Usually, nvstreammux is used with FHD resolution, and I see no reason to change it since neural networks operate on a smaller resolution, like 120x120 or 416x416. I’m afraid that if I use 4K in nvstreammux, the pipeline will have to make frames up to 10 times smaller in each dimension in order to feed them to NNs. This resizing either will be performance expensive or will decrease frames’ quality that is crucial for the work of NNs.

I’m thinking about two options:

  1. Set the maximum resolution (4K) to nvstreammux. I don’t think it’s a good idea; see comments above. Moreover, this solution will be even worse if I have even bigger resolutions, like 6K.

  2. Attach each original frame to the corresponding gstreamer buffer as a NvDsUserMeta before nvstreammux, and get them at the end of the pipeline. I haven’t seen this approach in examples and not sure whether it’s a good idea.

Are there other ways to access full frames? What way is preferable?

This method is not reliable. Some plugins in the pipeline will generate new buffers and the original buffer will be destroyed in anytime(gstreamer work in asynchronous way). If you pass the handle of the buffer to downstream with reference, you will destroy the life cycle of this buffer and causing buffer pool full and the pipeline will be blocked.

I don’t think there is a perfect way to get the full frames together with inference results. Maybe first way is better while it will cause huge waste and performance degradation.

Thanks for the answer,

I will test the first approach; maybe it will be sufficient for me.

I’m feeding frames to a nvstreammux at pretty low FPS, 5-10 frames per second. Is it a good idea to copy whole frames to an NvDsUserMeta? I.e., to copy not a pointer that may be invalidated but the data itself. May the data be invalidated in this case too?

Are there plans to add this functionality (getting full frames) to Deepstream?
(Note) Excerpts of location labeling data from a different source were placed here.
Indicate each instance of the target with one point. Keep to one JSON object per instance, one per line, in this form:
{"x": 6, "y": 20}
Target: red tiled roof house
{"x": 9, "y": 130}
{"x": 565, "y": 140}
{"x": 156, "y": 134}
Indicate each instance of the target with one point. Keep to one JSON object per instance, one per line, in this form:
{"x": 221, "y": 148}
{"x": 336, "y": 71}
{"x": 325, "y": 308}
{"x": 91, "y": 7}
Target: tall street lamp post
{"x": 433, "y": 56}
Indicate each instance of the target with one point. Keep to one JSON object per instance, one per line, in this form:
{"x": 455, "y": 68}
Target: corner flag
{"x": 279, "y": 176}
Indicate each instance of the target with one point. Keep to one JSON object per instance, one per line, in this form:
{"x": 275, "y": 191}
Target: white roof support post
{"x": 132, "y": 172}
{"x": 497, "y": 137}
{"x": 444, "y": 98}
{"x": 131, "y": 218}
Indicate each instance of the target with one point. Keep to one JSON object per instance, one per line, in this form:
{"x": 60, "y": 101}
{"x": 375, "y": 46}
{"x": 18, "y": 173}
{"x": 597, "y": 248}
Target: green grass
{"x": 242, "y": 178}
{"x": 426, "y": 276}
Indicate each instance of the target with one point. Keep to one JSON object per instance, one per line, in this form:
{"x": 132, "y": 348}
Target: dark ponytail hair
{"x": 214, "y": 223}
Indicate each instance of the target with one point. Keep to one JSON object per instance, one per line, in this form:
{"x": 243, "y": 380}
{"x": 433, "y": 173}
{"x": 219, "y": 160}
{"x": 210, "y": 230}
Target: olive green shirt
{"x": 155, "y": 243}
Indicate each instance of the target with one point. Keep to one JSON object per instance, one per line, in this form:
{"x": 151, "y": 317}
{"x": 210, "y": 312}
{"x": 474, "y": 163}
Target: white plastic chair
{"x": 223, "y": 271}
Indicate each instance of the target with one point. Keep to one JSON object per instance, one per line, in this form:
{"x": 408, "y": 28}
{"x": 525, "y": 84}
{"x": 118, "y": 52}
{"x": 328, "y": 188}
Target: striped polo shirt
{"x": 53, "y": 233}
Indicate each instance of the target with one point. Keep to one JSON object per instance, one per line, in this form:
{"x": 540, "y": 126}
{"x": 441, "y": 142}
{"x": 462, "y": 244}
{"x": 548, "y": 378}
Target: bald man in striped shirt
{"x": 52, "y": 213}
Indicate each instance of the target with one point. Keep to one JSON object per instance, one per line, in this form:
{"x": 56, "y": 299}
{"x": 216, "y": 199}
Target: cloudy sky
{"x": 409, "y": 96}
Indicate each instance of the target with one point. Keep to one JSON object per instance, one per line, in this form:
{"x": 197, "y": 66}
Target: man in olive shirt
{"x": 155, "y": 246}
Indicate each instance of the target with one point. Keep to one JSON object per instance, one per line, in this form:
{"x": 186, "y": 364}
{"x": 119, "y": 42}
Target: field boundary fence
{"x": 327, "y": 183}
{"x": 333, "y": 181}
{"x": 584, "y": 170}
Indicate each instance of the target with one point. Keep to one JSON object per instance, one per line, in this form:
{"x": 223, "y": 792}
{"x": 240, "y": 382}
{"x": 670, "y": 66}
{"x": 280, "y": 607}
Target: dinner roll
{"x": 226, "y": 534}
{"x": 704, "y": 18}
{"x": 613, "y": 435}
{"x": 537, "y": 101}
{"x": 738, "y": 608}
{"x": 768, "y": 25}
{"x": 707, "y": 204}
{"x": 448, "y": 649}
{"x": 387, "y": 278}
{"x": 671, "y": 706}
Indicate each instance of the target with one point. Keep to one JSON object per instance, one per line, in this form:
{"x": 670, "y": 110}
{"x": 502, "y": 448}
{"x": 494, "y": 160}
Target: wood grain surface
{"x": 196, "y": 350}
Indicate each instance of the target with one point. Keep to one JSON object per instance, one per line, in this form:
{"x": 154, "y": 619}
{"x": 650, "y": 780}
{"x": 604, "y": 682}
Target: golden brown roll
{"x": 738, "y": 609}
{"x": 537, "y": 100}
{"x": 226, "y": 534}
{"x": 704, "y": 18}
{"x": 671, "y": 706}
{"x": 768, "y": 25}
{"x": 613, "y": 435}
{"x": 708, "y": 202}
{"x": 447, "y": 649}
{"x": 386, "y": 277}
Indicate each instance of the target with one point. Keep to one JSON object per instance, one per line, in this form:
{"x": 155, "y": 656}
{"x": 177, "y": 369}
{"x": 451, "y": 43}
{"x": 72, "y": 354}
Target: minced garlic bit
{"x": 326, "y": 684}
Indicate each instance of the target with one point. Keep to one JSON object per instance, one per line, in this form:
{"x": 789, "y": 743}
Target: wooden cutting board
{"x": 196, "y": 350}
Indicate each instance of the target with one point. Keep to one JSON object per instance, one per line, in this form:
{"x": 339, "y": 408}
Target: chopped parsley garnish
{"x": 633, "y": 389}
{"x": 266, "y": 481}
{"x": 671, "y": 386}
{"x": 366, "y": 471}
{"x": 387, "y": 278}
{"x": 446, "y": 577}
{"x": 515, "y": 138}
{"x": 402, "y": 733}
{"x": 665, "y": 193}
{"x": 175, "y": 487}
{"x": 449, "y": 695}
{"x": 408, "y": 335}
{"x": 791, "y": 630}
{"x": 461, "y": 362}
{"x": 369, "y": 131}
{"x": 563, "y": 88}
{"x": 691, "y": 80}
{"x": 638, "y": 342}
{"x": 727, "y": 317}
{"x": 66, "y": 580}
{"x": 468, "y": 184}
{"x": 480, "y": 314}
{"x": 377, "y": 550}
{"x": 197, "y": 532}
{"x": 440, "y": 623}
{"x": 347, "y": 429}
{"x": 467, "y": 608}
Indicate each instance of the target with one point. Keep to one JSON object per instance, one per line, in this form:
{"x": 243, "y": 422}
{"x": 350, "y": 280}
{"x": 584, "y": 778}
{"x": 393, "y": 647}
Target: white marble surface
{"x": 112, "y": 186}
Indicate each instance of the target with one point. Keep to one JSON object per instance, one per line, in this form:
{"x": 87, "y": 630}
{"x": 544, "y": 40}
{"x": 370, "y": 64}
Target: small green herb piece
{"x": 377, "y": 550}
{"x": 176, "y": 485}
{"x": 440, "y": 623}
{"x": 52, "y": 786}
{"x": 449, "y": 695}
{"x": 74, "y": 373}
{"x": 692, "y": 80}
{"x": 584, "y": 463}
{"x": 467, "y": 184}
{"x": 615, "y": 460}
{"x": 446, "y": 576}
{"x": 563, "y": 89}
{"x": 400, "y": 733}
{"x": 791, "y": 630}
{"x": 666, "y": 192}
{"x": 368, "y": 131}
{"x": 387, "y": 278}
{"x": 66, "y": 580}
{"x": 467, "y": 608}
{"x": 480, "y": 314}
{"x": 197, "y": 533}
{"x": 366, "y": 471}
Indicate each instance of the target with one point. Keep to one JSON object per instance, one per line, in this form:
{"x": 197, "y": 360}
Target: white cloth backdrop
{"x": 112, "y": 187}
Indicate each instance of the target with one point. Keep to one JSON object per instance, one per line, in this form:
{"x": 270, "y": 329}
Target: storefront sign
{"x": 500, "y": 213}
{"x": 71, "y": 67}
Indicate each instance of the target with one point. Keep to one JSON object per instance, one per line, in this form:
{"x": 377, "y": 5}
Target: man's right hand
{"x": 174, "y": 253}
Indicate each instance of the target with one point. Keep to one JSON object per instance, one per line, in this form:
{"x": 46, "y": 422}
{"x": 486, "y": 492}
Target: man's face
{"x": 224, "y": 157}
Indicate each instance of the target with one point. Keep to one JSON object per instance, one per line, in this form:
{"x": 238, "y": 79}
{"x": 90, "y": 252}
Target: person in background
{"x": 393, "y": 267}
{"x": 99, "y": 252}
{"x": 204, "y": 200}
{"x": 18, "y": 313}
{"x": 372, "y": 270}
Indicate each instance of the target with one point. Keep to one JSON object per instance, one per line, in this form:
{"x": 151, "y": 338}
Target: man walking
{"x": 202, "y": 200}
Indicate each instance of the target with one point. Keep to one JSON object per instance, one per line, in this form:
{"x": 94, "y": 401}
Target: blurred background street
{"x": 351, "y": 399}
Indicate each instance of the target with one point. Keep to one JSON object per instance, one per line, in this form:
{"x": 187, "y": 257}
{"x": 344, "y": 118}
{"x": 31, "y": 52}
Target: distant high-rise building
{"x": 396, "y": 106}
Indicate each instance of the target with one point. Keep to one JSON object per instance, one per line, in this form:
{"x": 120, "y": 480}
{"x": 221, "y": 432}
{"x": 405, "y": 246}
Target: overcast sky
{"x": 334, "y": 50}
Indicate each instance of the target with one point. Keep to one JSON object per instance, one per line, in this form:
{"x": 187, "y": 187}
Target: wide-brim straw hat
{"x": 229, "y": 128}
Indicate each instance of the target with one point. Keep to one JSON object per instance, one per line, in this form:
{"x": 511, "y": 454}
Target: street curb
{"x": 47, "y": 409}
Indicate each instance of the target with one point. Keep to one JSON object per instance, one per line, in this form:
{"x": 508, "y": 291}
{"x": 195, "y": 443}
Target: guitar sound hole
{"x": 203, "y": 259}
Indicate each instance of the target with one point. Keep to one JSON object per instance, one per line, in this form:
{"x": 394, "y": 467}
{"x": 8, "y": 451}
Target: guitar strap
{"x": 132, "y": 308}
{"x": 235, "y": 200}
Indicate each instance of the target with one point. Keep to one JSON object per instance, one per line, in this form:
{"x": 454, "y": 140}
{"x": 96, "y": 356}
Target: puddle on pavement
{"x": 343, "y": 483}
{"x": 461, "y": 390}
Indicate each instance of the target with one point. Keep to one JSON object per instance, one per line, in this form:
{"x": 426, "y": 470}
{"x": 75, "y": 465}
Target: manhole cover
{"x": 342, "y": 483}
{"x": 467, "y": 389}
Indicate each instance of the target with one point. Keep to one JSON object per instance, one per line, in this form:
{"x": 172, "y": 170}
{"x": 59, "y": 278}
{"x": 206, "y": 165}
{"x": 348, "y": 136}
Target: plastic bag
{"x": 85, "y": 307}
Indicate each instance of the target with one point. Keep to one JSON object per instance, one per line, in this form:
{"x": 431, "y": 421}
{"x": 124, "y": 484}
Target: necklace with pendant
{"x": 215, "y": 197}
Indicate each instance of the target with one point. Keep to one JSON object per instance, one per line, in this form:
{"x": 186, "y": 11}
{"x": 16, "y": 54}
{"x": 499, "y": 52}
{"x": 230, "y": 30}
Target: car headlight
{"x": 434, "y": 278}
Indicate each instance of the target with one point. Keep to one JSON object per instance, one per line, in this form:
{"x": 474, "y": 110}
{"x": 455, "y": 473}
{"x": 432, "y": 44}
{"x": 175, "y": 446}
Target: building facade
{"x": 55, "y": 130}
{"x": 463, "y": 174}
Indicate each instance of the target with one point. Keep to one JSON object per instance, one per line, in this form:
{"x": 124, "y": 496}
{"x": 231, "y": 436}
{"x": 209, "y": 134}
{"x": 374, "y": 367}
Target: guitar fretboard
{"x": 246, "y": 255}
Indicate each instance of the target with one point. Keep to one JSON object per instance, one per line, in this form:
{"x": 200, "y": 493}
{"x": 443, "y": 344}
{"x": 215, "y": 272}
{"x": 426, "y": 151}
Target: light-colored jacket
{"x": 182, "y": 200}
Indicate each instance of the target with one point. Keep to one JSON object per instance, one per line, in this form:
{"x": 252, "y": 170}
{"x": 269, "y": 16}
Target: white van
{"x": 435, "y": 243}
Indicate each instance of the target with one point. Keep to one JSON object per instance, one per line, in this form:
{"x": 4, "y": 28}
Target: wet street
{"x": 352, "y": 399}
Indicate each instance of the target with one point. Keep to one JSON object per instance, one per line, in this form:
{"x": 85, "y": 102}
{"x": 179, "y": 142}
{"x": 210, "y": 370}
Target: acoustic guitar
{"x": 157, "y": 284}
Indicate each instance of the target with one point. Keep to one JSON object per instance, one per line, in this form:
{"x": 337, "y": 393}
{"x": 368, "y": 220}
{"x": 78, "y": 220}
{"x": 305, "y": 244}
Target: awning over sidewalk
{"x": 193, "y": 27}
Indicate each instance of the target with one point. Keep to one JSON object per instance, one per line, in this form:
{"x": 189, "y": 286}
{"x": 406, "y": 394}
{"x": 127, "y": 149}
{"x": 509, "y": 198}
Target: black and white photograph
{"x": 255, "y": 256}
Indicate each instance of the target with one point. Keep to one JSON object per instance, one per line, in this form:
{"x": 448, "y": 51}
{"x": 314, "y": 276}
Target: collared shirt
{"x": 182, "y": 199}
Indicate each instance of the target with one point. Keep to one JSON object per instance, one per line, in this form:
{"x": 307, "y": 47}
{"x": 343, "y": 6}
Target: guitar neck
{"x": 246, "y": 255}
If you use compressed video(e.g. h264) and using HW decoder to decompress the data, the frame will be in a HW buffer(sometimes it is called GPU buffer), I don’t think you can copy data from such buffer(normally the copy is done by CPU, CPU can not access such HW buffer).

This is not a extra functionality. If you want full resolution video, then you just need to use the HW which is powerful enough to support the pipeline to work in full resolution from source to sink. It is not a software limitation or feature. 4k , 6k, 8k resolutions just need more HW capabilities.


Of course, it’s possible now. However, it is a waste of resources when there are sources with different resolutions: If I have one 4K camera and 9 FHD cameras, I have to upsample 9 sources to 4K and then resize 10 4K sources to the NN resolution.

Do I understand correctly that another option is to have a separate pipeline for each resolution?

Current deepstream is based on batch processing. So all videos(images) will be scaled to the same resolution to construct the batch.

This can be a solution.

Ok then,

Thanks for your answers and help.